- Born: 3 January 1970 (age 56)
- Occupation: Businessman

= Michael Hayman =

Michael Morris Hayman (born 3 January 1970) is an entrepreneur, broadcaster and author in the United Kingdom. He is a co-founder of Seven Hills, a London-based campaigning communication consultancy. Michael is chairman of Entrepreneurs at the private bank Coutts & Co, Chairs GRADVenture, the University of London Entrepreneur Pitch and serves on the Advisory Council of the Royal Philharmonic Orchestra.

He is Honorary Professor of the Purpose Economy at the University of London where he also holds an Honorary Doctorate, is an Honorary Fellow at the University of Cambridge Judge Business School Centre for Entrepreneurial Learning and he is an advisory board member of the School of Business & Management, Queen Mary University of London.

Hayman is co-author of 'Mission: How the Best in Business Break Through’ published by Penguin Random House in July 2015. He hosts the podcast Change Makers, the London Live tv show Capital Conversation and is a regular columnist for City AM, Country & Town House, and the Yorkshire Post.

He was one of co-founders of StartUp Britain, the national initiative for early stage enterprise, which was fully supported by the then Prime Minister David Cameron and HM Government. Hayman was appointed Member of the Order of the British Empire (MBE) in the 2014 New Year Honours for services to enterprise, promotion, entrepreneurship, and education and is a Deputy Lieutenant for the county of Surrey and is a Freeman of the City of London.

In March 2026, Hayman was elected Chair of the British Chambers of Commerce by its board, succeeding Sarah Howard MBE who had served in the role for six and a half years.

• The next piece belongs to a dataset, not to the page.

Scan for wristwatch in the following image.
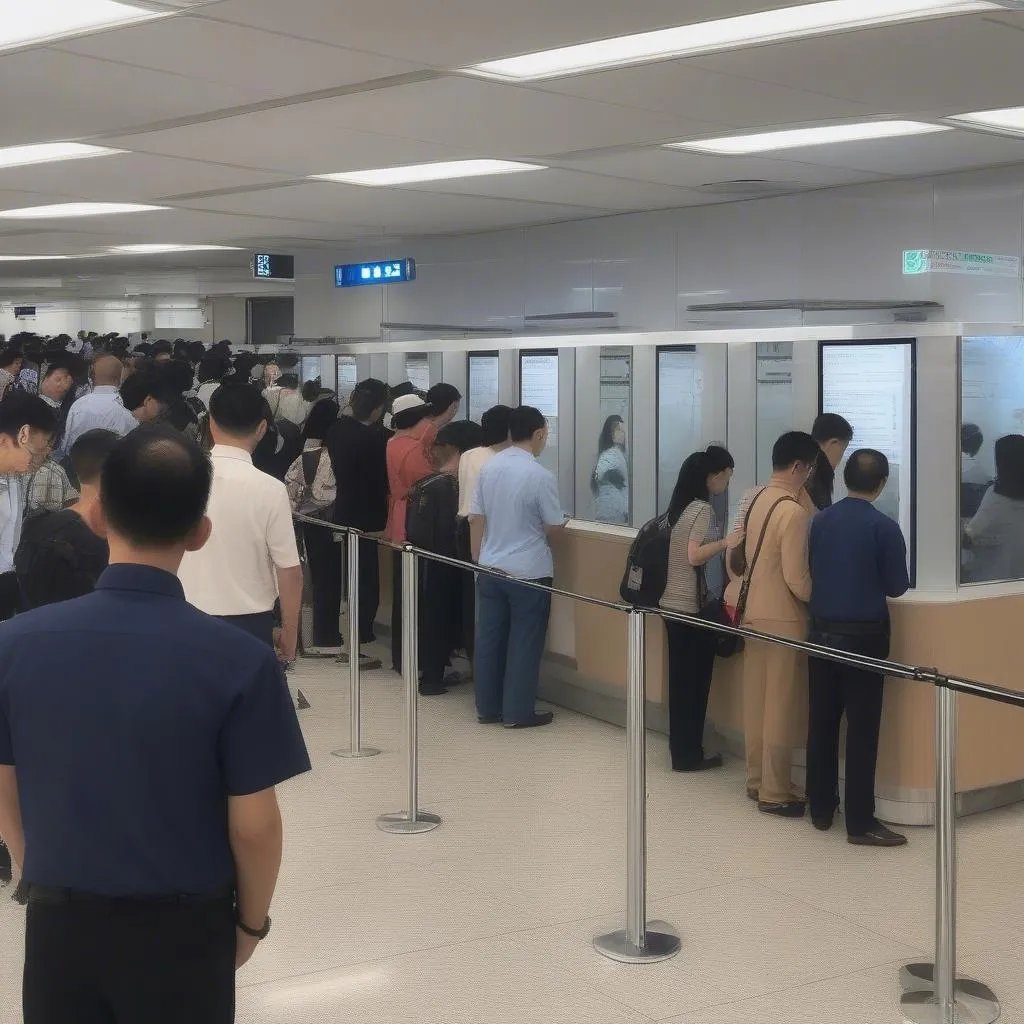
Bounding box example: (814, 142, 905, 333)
(236, 913, 272, 940)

As Chair, he leads the strategic direction of a network representing 51 accredited UK Chambers and 75 international Chambers.

==StartUp Britain==
As an advocate of entrepreneurship, Michael Hayman is a co-founder of StartUp Britain, a campaign by entrepreneurs for entrepreneurs, which was launched in 2011 by the prime minister David Cameron, the chancellor George Osborne and the secretary of state for business Vince Cable in response to the government's call for an 'enterprise-led' recovery.

==Publications==
Hayman is co-author of 'Mission: How the Best in Business Break Through’ published by Penguin Random House in July 2015. He hosts the podcast Change Makers, the London Live tv show Capital Conversation and is a regular columnist for City AM, Country & Town House, and the Yorkshire Post. Hayman has also written as enterprise columnist for The Daily Telegraph and Real Business and has written thought leadership reports for UK Trade & Invest, Central London Forward and the City of Westminster. He has authored or co-authored the following reports:

- Disruptive Influence : The Entrepreneurs Report – Virgin Media Pioneers
- Face Value: Your Reputation As A Business Asset – Coutts & Co

==Public profile==
Hayman has supported the national enterprise effort, assisting the Department for Business to position Business in You, StartUp Loans and the Seed Enterprise Investment Scheme.

Born in Sheffield, Hayman has taken a keen interest in the fortunes of the city. He has served on the board of the regeneration agency Creative Sheffield and co-founded Made: The Entrepreneur Festival in 2010.

He sits on the management board of the Business School Small Business Charter. Michael is a member of Edinburgh Festivals . He also served as a non-executive director with the city of Westminster (Westco) and as a commissioner on the Finance Inquiry into The Future of Cities and a board member for National Business Awards.